Para un buen desarrollo íntegro del niño, con discapacidad o sin ella, debe formar parte de una familia, sea biológica, adoptiva o de acogida, ya que el internamiento puede provocarle consecuencias físicas y psicológicas debido a una carente estimulación o falta de atención sanitaria, nutricional y emocional, aumentando la posibilidad de sufrir además, abandono, aislamiento social y abuso.

Otros aspectos que influyen

También suelen ser más vulnerables a ciertos abusos como el físico, sexual y psicológico, ya que al estar aislados socialmente cuentan con tal indefensión que les convierte en presas fáciles para ser víctimas de la violencia o de explotación, tanto en sus ámbitos familiares como fuera de estos, provocando retrasos en su desarrollo y problemas de conducta.

Las situaciones que se viven en las catástrofes humanitarias convierten al niño con discapacidad en un blanco fácil de marginación y abandono, pudiendo sufrir violencia o abusos.

En ocasiones los familiares están tan desolados por lo ocurrido que no prestan la debida atención a los niños, pudiendo afectarles negativamente a su salud y añadiendo deficiencias que anteriormente no padecían.

La falta de alimentos y asistencia médica son condiciones extras para que estos problemas se agraven.

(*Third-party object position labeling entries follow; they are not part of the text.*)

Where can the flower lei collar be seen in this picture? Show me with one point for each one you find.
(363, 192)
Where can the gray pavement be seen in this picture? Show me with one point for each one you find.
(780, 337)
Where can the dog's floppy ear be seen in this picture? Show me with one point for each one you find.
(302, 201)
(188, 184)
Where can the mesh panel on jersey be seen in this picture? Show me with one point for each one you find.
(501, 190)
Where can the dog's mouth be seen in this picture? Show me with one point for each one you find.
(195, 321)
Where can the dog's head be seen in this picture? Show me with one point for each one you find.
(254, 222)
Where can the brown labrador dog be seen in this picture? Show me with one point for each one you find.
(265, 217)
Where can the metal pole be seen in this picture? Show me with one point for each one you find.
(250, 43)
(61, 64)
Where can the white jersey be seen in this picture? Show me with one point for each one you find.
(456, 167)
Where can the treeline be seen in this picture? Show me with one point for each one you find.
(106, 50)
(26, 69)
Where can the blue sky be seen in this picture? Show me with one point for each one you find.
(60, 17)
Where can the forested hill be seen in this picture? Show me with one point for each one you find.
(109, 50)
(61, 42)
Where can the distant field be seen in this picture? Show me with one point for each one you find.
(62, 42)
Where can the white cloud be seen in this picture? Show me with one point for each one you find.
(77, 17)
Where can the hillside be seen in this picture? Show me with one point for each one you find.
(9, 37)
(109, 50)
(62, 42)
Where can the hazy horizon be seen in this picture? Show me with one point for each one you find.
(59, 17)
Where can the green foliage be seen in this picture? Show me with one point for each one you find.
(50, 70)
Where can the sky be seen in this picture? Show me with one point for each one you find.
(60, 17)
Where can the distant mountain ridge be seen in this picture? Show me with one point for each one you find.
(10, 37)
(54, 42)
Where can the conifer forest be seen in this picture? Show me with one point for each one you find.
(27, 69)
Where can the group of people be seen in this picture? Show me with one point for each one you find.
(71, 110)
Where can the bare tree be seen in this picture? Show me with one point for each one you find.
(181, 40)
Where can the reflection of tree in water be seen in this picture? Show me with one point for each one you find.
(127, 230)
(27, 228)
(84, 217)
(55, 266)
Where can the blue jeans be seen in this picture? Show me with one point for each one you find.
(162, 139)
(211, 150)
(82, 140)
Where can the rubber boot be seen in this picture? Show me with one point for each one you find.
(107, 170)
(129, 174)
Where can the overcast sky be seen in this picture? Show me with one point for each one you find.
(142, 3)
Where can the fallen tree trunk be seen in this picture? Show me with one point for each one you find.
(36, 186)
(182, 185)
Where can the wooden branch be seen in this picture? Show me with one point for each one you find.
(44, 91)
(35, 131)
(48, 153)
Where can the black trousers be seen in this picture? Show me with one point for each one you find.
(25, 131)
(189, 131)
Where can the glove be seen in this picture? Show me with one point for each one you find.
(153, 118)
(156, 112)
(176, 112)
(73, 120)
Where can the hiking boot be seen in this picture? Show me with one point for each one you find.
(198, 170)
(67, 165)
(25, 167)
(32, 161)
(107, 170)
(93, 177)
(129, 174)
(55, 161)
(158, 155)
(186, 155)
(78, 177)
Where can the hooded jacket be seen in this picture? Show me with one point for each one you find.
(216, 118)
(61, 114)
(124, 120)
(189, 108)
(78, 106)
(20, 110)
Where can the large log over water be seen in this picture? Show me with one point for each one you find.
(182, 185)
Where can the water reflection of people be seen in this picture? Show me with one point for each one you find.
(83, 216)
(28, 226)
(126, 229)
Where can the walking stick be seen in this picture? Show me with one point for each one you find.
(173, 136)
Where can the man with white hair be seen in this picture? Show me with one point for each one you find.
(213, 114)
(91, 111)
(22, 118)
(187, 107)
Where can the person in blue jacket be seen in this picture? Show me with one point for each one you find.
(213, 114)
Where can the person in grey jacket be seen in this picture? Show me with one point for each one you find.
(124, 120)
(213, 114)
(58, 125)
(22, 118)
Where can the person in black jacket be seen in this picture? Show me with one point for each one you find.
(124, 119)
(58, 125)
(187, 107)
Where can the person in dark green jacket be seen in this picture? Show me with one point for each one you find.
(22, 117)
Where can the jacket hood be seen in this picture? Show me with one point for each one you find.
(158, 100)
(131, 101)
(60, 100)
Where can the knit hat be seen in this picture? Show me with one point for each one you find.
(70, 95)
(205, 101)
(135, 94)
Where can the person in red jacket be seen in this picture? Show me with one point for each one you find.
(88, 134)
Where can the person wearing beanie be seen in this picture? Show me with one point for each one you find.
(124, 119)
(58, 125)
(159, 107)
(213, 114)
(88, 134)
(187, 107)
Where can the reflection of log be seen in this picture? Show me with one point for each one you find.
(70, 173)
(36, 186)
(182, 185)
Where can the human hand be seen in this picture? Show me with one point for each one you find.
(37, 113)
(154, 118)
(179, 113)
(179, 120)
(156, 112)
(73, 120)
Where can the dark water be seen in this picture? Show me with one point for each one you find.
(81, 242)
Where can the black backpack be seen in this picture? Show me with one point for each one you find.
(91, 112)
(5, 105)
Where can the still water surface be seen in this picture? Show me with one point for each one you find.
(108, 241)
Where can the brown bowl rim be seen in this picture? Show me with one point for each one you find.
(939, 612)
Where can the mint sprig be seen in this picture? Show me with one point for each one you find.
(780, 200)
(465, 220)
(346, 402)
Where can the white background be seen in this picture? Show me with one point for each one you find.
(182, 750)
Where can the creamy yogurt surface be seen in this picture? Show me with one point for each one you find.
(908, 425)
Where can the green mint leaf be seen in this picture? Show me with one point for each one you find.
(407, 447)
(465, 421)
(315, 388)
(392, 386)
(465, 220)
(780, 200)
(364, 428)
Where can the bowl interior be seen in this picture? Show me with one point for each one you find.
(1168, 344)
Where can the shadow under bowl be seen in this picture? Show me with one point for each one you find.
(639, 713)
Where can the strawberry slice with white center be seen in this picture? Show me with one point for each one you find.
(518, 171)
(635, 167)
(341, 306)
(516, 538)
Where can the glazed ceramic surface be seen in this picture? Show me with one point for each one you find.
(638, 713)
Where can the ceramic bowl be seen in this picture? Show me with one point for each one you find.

Por último, el acceso a los servicios generales se hace vital tanto para el buen desarrollo de los niños con discapacidad, como para su bienestar y salud y su inclusión en la vida social.

A veces, estos tienen dificultades para tener una adecuada atención médica, como la carencia de vacunas o tratamientos para posibles enfermedades.

En el área de la educación tienen más probabilidades de no acudir a la escuela, y los que sí lo hacen son marginados, tanto por maestros como por sus compañeros.

Muchos de estos niños, para cubrir ciertas necesidades de desarrollo, necesitan tener otro tipo de enseñanza complementaria o servicios especializados, siendo insuficientes o demasiado costosos en muchos países.